Big face, limited reach
As far as optics went, Faleiro’s exit dealt a body blow to the Congress, causing a media splash TMC and Kishor celebrated. Till recently the chairman of the Congress’s Goa election co-ordination committee and the AICC’s in charge of north-eastern states in 2007, Faleiro’s loyalty to the Gandhis had catapulted him to the chief ministerial chair twice. Yet unlike Parrikar, his reach within Goa remained limited to his South Goa constituency of Navelim, where he was elected seven times.
Even here, his political stock was on the slide, says lawyer and columnist Cleofato Coutinho. “He was facing strong anti-incumbency in the constituency. There were complaints he’d become inaccessible to voters.” The Congress’s ground survey said as much, the party’s desk-in-charge Dinesh Gundu Rao told journalists, calling Faleiro’s TMC move his “retirement plan”.
Like Sushmita Deb who defected from the Congress to TMC and was rewarded with a Rajya Sabha seat by Banerjee, Faleiro has likely angled for one. His chances of venturing into the electoral contest as the TMC’s Goa face are dim at best.
So far, the Congress has managed to stave off more blood-letting, winning back its popular MLA, Aleixo Reginaldo Lourenco, who was set for a switch to AAP. That chapter is now closed, Lourenco said, after a rushed meeting with Rahul.
In Goa, both AAP’s and TMC’s pan-India expansionist ambitions can only come at the expense of the Congress and a disruption of the secular vote. Neither can claim even a nibbling presence in BJP-held constituencies, which led Goa chief minister Pramod Sawant to gleefully say he more than welcomed the current “political tourism” that has washed up in Goa.
In 2017, the Congress had emerged as the single-largest party with 17 seats (in a house of 40) and 28.4% of the vote. The BJP with 32.5% of the vote had slumped to 13 seats, yet managed to hijack the mandate and grab power. Over the term, the saffron party consolidated power with more defections and imports from both the Congress and Maharashtrawadi Gomantak Party.

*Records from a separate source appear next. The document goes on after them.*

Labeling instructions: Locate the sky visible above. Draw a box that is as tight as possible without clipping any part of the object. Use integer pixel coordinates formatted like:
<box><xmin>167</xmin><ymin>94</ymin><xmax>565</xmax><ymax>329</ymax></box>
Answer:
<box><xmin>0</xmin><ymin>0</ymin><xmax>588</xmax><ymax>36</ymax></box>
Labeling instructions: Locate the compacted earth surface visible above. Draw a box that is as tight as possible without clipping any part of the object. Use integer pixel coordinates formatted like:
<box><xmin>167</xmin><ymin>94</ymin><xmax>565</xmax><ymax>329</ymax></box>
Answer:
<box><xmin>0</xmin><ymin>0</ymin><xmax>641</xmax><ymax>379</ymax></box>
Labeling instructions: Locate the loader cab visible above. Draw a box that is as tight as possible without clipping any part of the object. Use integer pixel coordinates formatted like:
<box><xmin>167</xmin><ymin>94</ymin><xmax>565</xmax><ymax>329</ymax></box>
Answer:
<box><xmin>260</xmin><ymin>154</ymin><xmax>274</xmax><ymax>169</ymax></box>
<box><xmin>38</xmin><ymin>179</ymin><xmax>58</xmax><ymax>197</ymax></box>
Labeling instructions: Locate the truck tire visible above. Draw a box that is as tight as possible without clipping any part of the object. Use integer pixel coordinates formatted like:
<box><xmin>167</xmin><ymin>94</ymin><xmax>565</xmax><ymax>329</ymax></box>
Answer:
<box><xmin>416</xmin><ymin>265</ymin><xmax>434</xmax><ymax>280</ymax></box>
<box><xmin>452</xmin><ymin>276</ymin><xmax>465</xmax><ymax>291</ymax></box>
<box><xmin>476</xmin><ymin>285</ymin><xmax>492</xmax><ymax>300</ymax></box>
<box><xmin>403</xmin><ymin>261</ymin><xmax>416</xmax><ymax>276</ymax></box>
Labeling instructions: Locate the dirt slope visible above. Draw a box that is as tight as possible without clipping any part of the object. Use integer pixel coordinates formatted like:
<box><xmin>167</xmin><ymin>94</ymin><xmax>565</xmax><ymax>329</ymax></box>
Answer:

On the downturn for its in-your-face corruption over crumbling infrastructure, poor handling of COVID-19 and oxygen shortage deaths, its attempts to ram down three environmentally damaging linear projects through protected forests, its inability to restart mining, and the ruthless filching of MLAs, the BJP would need more than money muscle and a well-oiled election machine to return to power on its own in Goa. It has recently made overtures to its one-time ally, MGP, the very party it reduced to one MLA with its steals. Talks are currently on and will no doubt get a boost with Amit Shah currently on a two-day visit to Goa.
On Thursday, six leaders of the AAP in Goa reportedly switched over the Congress. Much will depend too on how Congress plays its cards here on. The party has shut its doors to defectors but kept a studied silence on alliances, leaving both the Nationalist Congress Party and Goa Forward Party guessing.